Près des frontières méridionales de la Bulgarie, des milices s’organisent pour faire « la chasse aux migrants ». Début avril, une vidéo amateur montrant ces « trophées » a fait le tour des réseaux sociaux. On y voit trois jeunes hommes allongés sur le sol d’une forêt, les bras menottés dans le dos.
On entend un homme crier dans un mauvais mélange d’anglais et de bulgare : « Turkey ! Back ! Go back ! Back, Turkey ! Now ! ». Au moment où une enquête était ouverte sur cette action, totalement illégale, le chef de la police aux frontières récompensait un groupe de volontaires de l’« Organisation pour la protection des citoyens bulgares » pour avoir capturé 23 migrants. Cette formation, créée mi-novembre 2015, est connue pour ses actions musclées contre les Rroms, les Musulmans et les migrants. « Quel genre de dirigeants autorisent et encouragent une telle usurpation de leurs droits légaux ? », s’inquiète le Comité d’Helsinki dans une lettre ouverte adressée le 8 avril à la ministre de l’Intérieur, Roumyana Buchvarova. Le lendemain, le Premier ministre Boïko Borissov félicitait et remerciait les membres de ces milices, tout en leur rappelant qu’ils ne devaient pas « outrepasser leurs droits ».

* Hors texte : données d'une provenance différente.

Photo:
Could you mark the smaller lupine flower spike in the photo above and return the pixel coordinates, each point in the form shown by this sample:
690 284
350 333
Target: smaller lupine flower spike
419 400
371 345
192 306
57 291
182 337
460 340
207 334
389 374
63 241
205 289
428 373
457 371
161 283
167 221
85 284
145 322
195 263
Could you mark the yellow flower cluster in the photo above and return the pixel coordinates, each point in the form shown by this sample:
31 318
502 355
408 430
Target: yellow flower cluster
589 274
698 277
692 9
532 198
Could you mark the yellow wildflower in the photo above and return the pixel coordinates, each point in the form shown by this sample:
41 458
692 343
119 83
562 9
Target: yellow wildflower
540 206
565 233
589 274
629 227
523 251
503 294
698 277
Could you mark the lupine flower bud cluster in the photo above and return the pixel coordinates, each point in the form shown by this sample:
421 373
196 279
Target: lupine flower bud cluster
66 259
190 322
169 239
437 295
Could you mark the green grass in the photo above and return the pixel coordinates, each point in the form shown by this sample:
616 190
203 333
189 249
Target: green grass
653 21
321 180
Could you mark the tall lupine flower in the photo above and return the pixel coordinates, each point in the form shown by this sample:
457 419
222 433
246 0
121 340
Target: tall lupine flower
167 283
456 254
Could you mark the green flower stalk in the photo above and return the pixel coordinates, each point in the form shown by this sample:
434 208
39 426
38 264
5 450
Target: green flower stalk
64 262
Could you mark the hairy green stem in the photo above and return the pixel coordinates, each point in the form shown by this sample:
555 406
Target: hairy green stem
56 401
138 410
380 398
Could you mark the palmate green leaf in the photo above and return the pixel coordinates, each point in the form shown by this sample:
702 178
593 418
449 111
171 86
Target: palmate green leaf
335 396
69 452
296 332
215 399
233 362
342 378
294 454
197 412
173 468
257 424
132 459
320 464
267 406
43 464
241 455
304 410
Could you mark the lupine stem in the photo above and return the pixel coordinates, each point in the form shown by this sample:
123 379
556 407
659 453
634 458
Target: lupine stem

À l’autre bout de la chaîne, les arrivées se sont évidemment taries. Après avoir accueilli plus d’1,1 million de demandeurs d’asile en 2015, l’Allemagne a enregistré une chute de 66% de ces requêtes entre le dernier trimestre 2015 et le premier trimestre 2016. Sur la route des Balkans, les immenses camps bâtis à la hâte à l’automne sont peu à peu démantelés et leurs rares occupants déplacés dans des centres de rétention en attendant le traitement de leurs demandes d’asile. Celui de Slavonski Brod en Croatie, installé le 1er novembre a été définitivement vidé le 15 avril. En moins de six mois, près de 350 000 personnes y sont passées. « À chaque fois qu’une voie migratoire se ferme, une autre s’ouvre. Les routes se réinventent constamment en fonction des mécanismes de blocage », explique François Crépeau, le rapporteur spécial des Nations Unies sur les droits de l’homme des migrants. « Les trafiquants vont s’organiser pour permettre aux migrants de ne pas passer par les hot spots, voire de contourner la Grèce pour éviter d’avoir à y demander l’asile », poursuit-il. « Dès que possible, ils emprunteront un autre chemin. Peut-être par l’Italie via la Libye. »
[1] Le plan de relocalisation adopté en septembre 2015 par l’Union Européenne prévoit une meilleure répartition des réfugiés entre les 28 États membres. Pour l’instant, 160.000 personnes devraient être concernées, mais plusieurs pays ralentissent sa mise en oeuvre, dont la France.